The NZRL remains committed to at least one North-South game along State of Origin lines next year, with the intention it become a three-game series as the Origin is, played around the same time. NRL boss David Gallop has offered qualified support. It will come down to the clubs, who predictably won't want players released.
The NZRL will push to have the game played during the City-County-Origin representative window of six weeks when multiple teams get the bye. It will propose a Friday night North-South game, with key clubs like the Warriors, Bulldogs and Penrith that field several New Zealanders either given the bye, or scheduled to play on Sunday.

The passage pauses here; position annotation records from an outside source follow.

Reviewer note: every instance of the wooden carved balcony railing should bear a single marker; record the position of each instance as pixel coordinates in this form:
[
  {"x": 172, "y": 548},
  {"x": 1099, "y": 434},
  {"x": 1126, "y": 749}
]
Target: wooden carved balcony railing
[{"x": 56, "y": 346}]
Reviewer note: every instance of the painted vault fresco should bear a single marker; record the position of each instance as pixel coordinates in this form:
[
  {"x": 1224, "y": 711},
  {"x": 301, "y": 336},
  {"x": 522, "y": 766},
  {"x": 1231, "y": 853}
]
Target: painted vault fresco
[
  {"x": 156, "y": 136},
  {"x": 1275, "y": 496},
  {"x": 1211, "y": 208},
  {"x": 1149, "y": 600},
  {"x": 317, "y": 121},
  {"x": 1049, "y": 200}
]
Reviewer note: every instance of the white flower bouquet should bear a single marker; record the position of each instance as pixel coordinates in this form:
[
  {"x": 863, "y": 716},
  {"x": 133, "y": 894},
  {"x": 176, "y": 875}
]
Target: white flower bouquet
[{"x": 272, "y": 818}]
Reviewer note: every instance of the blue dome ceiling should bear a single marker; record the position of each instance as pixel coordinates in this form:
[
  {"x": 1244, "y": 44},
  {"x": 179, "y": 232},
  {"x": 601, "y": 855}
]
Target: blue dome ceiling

"The NRL would have to support it," concedes NZRL chief executive Peter Cordtz.
He doesn't expect the clubs to stand players down the week before, as they do for Origin, "but if they choose not to play in the North-South game then turn out for their clubs that weekend, we'd have a problem with that".
In April, the Roosters complained that Jason Cayless was just back from knee injury and shouldn't be picked by New Zealand to play the Anzac test. He was and did, then the Roosters played him in the NRL on the Sunday.
So there are two standards, and only if the NRL enforces club amenability will the NZRL find its way through all the smoke and mirrors.
The league will look to have the NRL package the game as part of its deal for representative football broadcasts including Australia's Channel Nine.
Discussion about the Tri-Nations' future will continue, but a meeting of club managements in Sydney early in December is sure to throw up lots of opposition.